Document Type : Specialized Article
Authors
1 Faculty Member of Tehran University
2 Master of Private Law
Abstract
Article 838 of the Civil Code stipulates that a person may refer to his will. Referring to the will is a condition that is intended by the legislator to make an appointment to seek his will at any time. The legislator expresses this issue in a concise manner and remains silent about its nature and its works and judgments. Referral from the will may be explicit or implied. In an implicit reference, the will is impacted by any act or seizure which implies the return of a void. Jurisprudents and jurists have controversy over some implied assumptions. Another point that has been disputed in the context of the reference to the will is the right or order to refer to the will.

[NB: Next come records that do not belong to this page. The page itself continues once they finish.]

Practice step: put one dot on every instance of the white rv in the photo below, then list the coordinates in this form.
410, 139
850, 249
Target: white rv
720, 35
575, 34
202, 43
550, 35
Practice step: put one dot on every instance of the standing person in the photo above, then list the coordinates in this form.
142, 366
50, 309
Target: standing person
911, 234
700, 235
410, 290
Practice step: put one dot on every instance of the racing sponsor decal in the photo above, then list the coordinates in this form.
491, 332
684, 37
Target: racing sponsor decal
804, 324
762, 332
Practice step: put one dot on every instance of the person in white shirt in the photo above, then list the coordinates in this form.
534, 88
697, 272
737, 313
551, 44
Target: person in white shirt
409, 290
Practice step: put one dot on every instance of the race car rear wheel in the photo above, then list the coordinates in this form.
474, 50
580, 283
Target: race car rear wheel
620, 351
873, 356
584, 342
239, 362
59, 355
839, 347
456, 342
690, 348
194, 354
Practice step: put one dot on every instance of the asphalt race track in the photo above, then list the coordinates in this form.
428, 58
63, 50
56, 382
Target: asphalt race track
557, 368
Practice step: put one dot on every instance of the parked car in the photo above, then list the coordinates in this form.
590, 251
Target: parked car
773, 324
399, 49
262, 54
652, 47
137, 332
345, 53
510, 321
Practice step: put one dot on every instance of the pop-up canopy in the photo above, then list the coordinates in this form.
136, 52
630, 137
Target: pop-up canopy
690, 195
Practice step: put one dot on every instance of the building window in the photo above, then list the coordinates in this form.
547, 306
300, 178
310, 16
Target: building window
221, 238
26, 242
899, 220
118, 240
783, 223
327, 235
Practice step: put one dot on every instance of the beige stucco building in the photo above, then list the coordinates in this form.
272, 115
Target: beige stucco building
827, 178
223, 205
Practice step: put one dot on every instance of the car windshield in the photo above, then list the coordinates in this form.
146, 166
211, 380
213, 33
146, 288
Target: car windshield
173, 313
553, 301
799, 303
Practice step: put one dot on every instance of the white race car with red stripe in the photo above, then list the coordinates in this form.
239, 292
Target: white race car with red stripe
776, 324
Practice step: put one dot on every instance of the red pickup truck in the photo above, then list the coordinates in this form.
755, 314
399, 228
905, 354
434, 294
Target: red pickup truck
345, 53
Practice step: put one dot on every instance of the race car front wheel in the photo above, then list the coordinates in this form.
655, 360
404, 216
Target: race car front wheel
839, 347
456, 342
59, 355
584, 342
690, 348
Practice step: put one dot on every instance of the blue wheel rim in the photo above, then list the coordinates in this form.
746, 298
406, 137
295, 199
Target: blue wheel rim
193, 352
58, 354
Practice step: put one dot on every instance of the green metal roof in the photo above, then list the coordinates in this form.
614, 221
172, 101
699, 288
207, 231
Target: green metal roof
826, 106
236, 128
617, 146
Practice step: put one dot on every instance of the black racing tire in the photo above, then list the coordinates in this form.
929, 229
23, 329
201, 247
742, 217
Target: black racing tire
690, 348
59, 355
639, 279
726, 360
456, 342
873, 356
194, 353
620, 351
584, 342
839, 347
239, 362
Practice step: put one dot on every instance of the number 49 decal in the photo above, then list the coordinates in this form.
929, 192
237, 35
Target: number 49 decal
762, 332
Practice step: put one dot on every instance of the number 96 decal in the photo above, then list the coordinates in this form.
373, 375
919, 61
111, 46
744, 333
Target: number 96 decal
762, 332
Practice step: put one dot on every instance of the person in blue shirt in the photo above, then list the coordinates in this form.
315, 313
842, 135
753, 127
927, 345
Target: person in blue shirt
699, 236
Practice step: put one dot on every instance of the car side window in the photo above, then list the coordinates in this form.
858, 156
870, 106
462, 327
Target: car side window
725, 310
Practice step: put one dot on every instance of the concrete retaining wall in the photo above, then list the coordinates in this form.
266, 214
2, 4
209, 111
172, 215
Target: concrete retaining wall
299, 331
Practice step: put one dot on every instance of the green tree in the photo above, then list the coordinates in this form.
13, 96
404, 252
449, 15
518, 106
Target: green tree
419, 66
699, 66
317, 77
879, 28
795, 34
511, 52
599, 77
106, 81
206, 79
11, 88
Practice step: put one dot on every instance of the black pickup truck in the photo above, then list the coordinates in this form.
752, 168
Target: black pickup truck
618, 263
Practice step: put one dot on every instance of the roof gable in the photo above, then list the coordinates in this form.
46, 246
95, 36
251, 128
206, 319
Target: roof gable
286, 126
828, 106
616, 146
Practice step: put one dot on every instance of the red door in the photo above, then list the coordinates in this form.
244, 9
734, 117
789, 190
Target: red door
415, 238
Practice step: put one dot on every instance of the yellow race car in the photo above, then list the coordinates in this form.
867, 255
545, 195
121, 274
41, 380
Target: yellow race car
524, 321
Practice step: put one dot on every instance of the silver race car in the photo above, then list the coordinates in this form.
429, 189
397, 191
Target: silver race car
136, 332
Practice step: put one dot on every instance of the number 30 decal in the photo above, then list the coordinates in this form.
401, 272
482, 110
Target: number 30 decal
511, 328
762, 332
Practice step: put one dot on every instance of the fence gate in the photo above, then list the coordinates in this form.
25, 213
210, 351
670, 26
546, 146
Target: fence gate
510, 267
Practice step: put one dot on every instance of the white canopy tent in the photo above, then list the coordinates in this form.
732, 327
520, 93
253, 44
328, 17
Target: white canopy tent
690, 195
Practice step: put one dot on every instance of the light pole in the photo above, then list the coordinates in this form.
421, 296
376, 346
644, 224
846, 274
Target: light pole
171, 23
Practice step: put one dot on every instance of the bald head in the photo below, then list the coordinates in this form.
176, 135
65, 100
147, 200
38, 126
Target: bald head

If the reference to the will is in the form of sentences, then he can not dismiss it, and in any case, it is possible for him to refer to his will. If, however, if the right to see the will is possible, it is possible for a person to forfeit his right to claim; therefore, it will not be possible for him to return a will. In the assumption that the reference is to be made from the will, the referral is also necessary. It seems that the essence of the reference to the will is the separation from the will; also, according to the philosophy of the statute of the will of the institution, it should be a reference to the will of the category of the sentence, which is the last will of will in any case, ruling wills. Therefore, there is still the possibility to make a request for it.